Illinois' low credit rating took another hit as it was downgraded to two steps above junk levels, prompting a warning from the state's comptroller Leslie Munger that Illinois would need to double taxes to get out of its budget crisis.

"The thought that we can simply raise taxes alone is not a solution to get us to a balanced budget," Munger said.

Munger says Illinois' fiscal situation is so dire, resolving it with a state income tax increase alone would require more than doubling the current 3.75 percent rate to nearly 8 percent.

Last week Republican Governor Bruce Rauner - who is demanding pro-business, union-weakening reforms in return for a tax increase - warned that another credit downgrade was imminent after the Democratic-controlled general assembly adjourned without recommending a balanced budget for the second year in a row.

A Rauner spokeswoman wrote, "This report underscores the need for real structural changes to repair the years of unbalanced budgets and deficit spending by the majority party."

But House Speaker Michael Madigan, Illinois' top Democrat, wrote, "The downgrade is directly attributable to Governor Rauner's reckless decision to hold the state hostage for more than a year and to create the crisis he desired."

Pressure on lawmakers and the governor built outside the Thompson Center where hundreds rallied demanding more money for public schools.

"We need that to happen now," said Velia Soto.
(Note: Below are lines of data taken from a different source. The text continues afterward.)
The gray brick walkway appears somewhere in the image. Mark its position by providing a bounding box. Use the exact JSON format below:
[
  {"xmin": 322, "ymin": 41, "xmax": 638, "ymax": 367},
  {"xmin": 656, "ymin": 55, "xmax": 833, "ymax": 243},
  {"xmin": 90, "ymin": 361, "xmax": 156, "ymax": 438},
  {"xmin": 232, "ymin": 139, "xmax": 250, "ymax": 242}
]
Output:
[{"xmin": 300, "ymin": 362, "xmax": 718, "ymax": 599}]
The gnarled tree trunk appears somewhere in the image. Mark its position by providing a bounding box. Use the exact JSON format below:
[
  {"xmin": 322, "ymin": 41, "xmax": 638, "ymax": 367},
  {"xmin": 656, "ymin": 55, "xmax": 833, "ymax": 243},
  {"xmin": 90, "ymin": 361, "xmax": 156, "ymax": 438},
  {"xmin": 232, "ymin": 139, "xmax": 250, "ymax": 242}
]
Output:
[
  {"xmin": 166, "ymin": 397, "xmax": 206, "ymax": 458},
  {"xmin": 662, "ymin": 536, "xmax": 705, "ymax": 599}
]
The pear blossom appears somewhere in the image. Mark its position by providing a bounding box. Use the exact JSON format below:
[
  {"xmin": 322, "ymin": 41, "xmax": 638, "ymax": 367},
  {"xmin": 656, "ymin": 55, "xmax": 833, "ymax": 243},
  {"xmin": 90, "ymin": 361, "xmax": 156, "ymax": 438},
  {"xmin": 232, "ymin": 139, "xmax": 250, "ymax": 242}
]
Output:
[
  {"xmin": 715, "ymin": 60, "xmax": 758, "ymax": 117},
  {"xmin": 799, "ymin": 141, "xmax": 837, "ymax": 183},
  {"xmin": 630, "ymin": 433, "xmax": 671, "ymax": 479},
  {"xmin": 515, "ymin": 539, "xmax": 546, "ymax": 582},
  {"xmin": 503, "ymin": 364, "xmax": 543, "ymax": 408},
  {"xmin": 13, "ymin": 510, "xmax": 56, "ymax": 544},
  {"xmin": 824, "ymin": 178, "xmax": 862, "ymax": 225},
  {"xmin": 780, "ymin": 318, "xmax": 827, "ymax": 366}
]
Asked about a tax increase, she said, "I think at this point everything is on the table."

Comptroller Munger says on July 1, she will stop new state payments for K-12 education, colleges and MAP Grants, 911 call centers, domestic violence shelters, child and elderly nutrition programs and lottery winners. Without stop-gap funding that will all shut down three weeks from Friday.

She called the Moody's downgrade a reflection of just how risky it is to loan money to Springfield.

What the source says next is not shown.